- Ijarah refers to a contract that transfers ownership of a permitted usufruct and/or service for a specified period in exchange for a specified consideration.
- Ijarah is a binding contract which shall not be terminated unilaterally by any of the contracting parties.
- The asset and usufruct shall be owned by the lessor.
- The rental shall be determined and agreed at the pint of execution of the ijarah contract.
- The rental may be determined by fixed amount, specified benchmark or specified formula or combination of both, as agreed by the contracting parties.
- It offers fixed rate financing; you pay at the same rate monthly.
- Ijarah is inflation friendly. As the costs go up over five years, you still pay the same rate as when you began the lease.

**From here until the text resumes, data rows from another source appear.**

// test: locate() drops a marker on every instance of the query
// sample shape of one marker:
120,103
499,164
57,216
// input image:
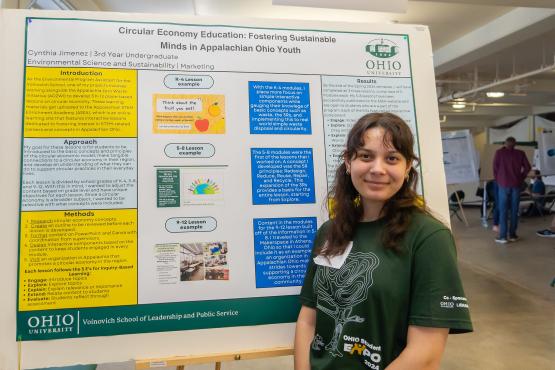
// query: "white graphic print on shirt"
339,290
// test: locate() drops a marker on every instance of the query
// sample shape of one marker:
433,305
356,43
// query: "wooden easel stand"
217,358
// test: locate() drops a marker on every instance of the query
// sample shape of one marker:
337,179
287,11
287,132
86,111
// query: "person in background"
382,290
492,189
537,189
510,168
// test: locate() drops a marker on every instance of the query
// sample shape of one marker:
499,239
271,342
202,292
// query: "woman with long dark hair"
382,290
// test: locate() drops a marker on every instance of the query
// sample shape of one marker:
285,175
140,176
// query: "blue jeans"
508,200
495,204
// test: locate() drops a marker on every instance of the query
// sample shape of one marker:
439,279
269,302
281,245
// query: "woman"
383,290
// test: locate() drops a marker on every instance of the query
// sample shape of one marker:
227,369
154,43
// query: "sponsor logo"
384,60
382,48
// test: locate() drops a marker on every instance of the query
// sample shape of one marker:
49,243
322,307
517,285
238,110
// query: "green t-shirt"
364,308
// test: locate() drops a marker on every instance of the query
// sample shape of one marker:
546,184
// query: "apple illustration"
201,124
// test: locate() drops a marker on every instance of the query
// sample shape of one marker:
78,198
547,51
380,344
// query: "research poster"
173,176
458,147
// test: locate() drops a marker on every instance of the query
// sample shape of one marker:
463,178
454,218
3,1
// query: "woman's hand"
304,333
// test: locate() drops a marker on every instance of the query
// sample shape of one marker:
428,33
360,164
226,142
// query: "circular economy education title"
192,34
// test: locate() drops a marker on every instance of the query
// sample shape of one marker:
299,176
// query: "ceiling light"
495,94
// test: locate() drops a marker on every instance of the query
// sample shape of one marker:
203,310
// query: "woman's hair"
347,206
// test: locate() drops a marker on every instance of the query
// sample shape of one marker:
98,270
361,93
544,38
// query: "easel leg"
460,207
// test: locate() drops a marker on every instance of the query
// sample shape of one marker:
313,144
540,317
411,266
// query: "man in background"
510,168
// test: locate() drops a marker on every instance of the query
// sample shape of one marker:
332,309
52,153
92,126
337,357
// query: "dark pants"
508,202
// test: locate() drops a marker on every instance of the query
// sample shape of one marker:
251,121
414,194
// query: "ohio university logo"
51,324
382,61
382,48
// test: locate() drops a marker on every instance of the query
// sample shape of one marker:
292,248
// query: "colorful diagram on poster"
188,114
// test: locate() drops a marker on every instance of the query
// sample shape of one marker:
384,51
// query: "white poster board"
459,157
170,191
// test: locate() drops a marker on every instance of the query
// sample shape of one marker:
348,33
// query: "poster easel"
182,361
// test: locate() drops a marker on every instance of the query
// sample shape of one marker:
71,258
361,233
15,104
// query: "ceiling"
479,46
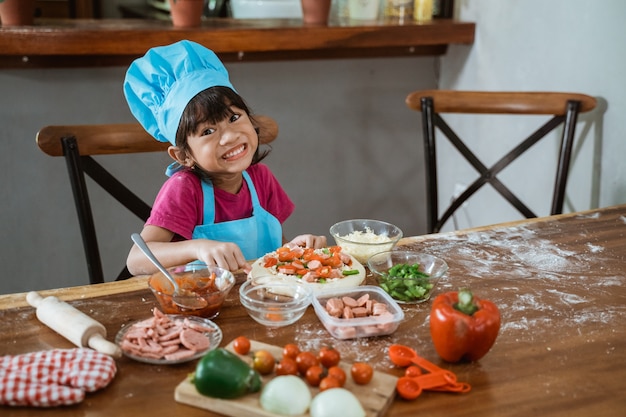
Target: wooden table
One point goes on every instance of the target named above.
(560, 283)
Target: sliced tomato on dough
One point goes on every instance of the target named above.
(270, 261)
(287, 269)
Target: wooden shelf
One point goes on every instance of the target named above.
(107, 42)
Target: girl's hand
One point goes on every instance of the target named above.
(310, 241)
(226, 255)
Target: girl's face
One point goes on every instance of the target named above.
(225, 147)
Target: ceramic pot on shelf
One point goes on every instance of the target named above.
(186, 13)
(17, 12)
(315, 12)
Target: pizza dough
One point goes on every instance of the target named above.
(261, 274)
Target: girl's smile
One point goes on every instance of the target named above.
(236, 153)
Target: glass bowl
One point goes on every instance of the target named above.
(363, 238)
(275, 303)
(210, 282)
(408, 277)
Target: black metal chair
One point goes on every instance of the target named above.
(564, 107)
(79, 143)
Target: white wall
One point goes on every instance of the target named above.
(348, 147)
(345, 135)
(559, 45)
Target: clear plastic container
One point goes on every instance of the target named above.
(368, 326)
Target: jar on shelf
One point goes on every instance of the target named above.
(399, 9)
(422, 10)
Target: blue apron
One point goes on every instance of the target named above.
(256, 235)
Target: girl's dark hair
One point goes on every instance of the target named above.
(213, 105)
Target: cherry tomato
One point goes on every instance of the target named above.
(263, 362)
(328, 383)
(329, 356)
(290, 350)
(361, 373)
(314, 375)
(413, 371)
(305, 360)
(241, 345)
(408, 388)
(287, 366)
(337, 373)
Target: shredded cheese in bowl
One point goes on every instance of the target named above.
(363, 244)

- There is less upfront cash outlay; you do not need to make large cash payments for the purchase of needed equipment.
- Ijarah better utilizes equipment; you lease and pay for equipment only for the time you need it.
- There is typically an option to buy equipment at end of lease term.
- You can keep upgrading; as new equipment becomes available you can upgrade to the latest models each time your lease ends.
- Typically, it is easier to obtain lease financing than loans from commercial lenders.
- It offers potential tax benefits depending on how the lease is structured.
For this reason Ijarah is very advantageous. Ijarah can also help you enhance your status to the lending community by improving your debt-to-equity and earnings-to-fixed assets ratios. There are a variety of ways in which ijarah can be structured. This provides greater flexibility so that the lease is structured to best accommodate the individual cash flow requirements of a specific business.